Web Browser Engineering — Part 1

Earlier this month, I started my journey through the fantastic Web Browser Engineering book by Pavel Panchekha and Chris Harrelson. It’s an excellent read explaining the nuts and bolts of how modern web browsers work while walking you through implementing your own “toy browser” from scratch.

Each chapter in the book covers a particular piece of the puzzle, such as building a simple HTTP client, drawing elements to the screen, or parsing HTML into a Document Tree. At the end of every chapter, there is a series of exercises encouraging you to learn more and keep adding features to your browser, which is a fantastic way to deepen your understanding of web fundamentals.

Some of the exercises are straightforward, but more than a few of them had me banging my head against the wall for longer than I’d like to admit. I thought sharing my learnings could be useful for folks in the same boat—or for anyone who is simply curious about what the book is about.

In this post I will cover Part 1, which is is composed of the first three chapters in the book. In particular, I will share my solutions for supporting compressed content, caching, and preformatted text. Just like the book, I’m using Python to implement my browser, but the code examples should be easy to follow in whatever language you choose.

At the end of Part 1, you’ll have a simple HTTP client with a GUI that renders text to the screen. Here’s a screenshot of mine:

Screenshot of my toy browser

Admittedly, it doesn’t look like much yet—but I think it’s a great start! If you’ve made it this far with your own browser, I hope you’re as proud of your little creation as I am of mine.

Compression

One of the first challenges in the book is to add support for the Content-Encoding: gzip and Transfer-Encoding: chunked HTTP headers. Servers will typically send data that is both gzipped and chunked, so it’s important to support both headers if we want our browser to access most websites.

`Content-Encoding: gzip`

Servers won’t send us compressed content unless our browser tells them that we can handle it. So the first thing we need to do is instruct servers that our browser supports gzip responses by adding the "Accept-Encoding": "gzip" header to the request.

Once we do that, we need to update the way we read the HTTP response with the socket instance. Previously in the chapter, we used the makefile method to read the response and encode it as the same time:

response = s.makefile("r", encoding="utf8", newline="\r\n")

But to support gzipped content, we need to update this call to read the response as bytes rather than utf-8 decoded text:

response = s.makefile("rb", newline="\r\n")
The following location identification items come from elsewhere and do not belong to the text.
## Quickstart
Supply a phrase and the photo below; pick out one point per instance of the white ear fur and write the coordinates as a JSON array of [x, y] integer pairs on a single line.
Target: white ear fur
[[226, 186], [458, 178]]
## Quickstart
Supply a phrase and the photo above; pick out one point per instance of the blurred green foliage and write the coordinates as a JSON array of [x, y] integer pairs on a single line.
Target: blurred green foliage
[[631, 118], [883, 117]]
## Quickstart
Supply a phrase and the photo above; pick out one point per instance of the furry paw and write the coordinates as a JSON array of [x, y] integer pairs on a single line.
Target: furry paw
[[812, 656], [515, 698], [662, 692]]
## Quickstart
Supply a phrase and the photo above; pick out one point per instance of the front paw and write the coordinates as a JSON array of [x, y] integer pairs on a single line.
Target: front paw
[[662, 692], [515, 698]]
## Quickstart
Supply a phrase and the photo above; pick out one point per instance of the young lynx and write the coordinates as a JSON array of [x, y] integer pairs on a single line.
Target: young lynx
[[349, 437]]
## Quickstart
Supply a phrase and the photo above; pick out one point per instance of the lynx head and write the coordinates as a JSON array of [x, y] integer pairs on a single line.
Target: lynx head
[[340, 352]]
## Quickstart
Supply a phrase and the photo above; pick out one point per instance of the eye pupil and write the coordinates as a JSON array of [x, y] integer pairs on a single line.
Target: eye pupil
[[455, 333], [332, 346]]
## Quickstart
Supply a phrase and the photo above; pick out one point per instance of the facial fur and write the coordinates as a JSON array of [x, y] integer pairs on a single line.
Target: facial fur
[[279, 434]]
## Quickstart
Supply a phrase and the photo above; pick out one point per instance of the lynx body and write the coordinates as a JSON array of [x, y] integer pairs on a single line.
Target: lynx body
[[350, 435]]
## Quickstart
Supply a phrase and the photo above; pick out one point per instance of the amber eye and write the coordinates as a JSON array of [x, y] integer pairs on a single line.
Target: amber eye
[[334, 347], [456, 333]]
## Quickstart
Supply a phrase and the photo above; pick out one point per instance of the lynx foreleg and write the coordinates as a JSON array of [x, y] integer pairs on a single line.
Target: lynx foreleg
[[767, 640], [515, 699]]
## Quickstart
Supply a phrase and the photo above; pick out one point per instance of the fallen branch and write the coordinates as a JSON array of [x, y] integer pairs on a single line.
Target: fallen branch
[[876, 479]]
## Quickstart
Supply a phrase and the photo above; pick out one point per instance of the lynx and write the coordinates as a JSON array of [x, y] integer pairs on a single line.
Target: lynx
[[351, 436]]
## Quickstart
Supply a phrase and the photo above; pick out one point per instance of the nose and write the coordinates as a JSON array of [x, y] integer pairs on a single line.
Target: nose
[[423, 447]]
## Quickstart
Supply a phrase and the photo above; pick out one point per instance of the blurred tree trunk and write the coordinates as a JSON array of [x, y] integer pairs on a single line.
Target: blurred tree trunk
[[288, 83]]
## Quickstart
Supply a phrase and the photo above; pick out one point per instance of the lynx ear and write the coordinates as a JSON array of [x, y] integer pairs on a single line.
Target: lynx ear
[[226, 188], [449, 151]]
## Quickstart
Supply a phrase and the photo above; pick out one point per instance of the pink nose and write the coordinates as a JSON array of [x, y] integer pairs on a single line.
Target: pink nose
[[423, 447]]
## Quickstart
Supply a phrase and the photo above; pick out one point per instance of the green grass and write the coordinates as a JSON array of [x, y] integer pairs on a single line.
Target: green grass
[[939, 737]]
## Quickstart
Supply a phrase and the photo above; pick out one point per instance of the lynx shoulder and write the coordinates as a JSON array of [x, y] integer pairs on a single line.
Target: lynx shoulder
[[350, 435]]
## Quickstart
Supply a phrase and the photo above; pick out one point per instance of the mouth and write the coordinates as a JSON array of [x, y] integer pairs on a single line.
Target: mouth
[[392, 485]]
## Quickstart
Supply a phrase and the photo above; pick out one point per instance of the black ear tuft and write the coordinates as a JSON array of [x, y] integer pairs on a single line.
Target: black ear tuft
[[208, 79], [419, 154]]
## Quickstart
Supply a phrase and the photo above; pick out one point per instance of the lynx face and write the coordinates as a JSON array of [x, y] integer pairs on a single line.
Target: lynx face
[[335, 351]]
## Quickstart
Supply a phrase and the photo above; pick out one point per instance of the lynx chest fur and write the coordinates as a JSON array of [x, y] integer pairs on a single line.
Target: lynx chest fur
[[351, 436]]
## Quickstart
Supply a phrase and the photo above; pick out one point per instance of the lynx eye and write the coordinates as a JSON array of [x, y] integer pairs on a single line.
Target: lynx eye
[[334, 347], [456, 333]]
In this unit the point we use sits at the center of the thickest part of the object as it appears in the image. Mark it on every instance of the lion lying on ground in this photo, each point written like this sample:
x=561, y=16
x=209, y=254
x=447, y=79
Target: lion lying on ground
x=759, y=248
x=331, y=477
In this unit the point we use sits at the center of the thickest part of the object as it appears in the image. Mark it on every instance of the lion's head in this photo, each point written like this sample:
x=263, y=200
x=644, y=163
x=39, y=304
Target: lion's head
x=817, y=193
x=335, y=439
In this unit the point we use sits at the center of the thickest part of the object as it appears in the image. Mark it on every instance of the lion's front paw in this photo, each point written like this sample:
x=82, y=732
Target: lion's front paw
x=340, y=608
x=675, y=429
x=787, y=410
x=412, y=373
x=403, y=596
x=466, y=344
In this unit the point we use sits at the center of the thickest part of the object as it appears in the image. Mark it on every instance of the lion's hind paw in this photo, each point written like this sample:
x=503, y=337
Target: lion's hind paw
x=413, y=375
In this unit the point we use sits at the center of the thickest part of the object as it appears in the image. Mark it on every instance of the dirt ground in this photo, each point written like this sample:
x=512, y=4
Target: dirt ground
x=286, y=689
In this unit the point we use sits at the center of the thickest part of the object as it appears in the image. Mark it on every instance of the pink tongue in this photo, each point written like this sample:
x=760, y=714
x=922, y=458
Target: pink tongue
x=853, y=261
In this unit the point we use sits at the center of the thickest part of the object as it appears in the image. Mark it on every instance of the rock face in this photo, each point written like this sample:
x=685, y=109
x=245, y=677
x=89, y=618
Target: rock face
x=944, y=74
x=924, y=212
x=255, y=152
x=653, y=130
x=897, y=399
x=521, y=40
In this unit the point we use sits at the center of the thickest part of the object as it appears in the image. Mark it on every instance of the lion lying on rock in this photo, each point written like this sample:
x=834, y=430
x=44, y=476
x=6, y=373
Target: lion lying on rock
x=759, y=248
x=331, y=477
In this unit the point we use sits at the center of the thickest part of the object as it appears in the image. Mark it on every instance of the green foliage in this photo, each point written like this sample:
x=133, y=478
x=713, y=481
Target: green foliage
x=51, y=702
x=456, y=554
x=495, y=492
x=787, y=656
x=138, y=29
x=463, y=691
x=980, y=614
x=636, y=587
Keep in mind that once you do this, you’ll need to decode the text whenever you read from this file-like object:

body = response.read() # This will give you bytes
body = response.read().decode('utf8') # This will give you text

Finally, we need to check for the presence of the content-encoding header, and decompress the response body accordingly:

import zlib

# ...

body = response.read()

if 'content-encoding' in headers and headers['content-encoding'] == 'gzip':
    # The response body is gzipped, decompress it *before* decoding it
    body = zlib.decompressobj(32).decompress(body).decode('utf8')
else:
    body = body.decode('utf8')

In my original implementation, I was using Python’s gzip package to decompress the response body. This worked fine in some cases, but was breaking in others for some reason, My theory is that this is caused by different servers using different gzip algorithms to compress the response. I couldn’t confirm that’s the reason though, so don’t quote me on that. so I’ve changed my code to use the zlib package instead, which seems to work fine in all cases.

`Transfer-Encoding: chunked`

Even though chunked transfer encoding is only available in HTTP/1.1, making our browser support it was a great learning experience. And also required if you want to support gzipped content, since compressed content is often both gzipped and chunked.

With chunked content, instead of getting the response body all at once, we’ll get it as a series of consecutive chunks with the following format:

{chunk_size}\r\n{chunk_size_bytes_of_data}\r\n

We don’t know beforehand how many chunks we’re going to get, so we’ll need to keep reading chunks until we reach a chunk size of 0, which indicates the end of the response.

Here’s an example of a chunked response body (broken down in new lines to make it more readable, but this will typically come in a single line.)

3\r\n            (chunk size = 3)
Wel\r\n
5\r\n            (chunk size = 5)
come\r\n
5\r\n            (chunk size = 5)
to \r\n\r\n
D\r\n            (chunk size = 13)
maxiferreira.\r\n
4\r\n            (chunk size = 4)
com\r\n
0\r\n            (chunk size = 0 -> final chunk)
\r\n

Once we stitch together all the chunks, we’ll get a response body that looks like this:

Welcome to
maxiferreira.com

A couple of gotchas to keep in mind when decoding chunked content:

The chunk size is a hexadecimal value, so you’ll need to convert it to decimal first. Not that it happened to me, It definitely happened to me. but it’s easy to fall into the trap of seeing a chunk size of 1024 and thinking that the next chunk is 1,024 bytes long, when it’s actually 4,132 bytes long. (0x1024 == 4132)
Since responses are typically both chunked and gzipped, you need to make sure that you decode the chunks before decompressing.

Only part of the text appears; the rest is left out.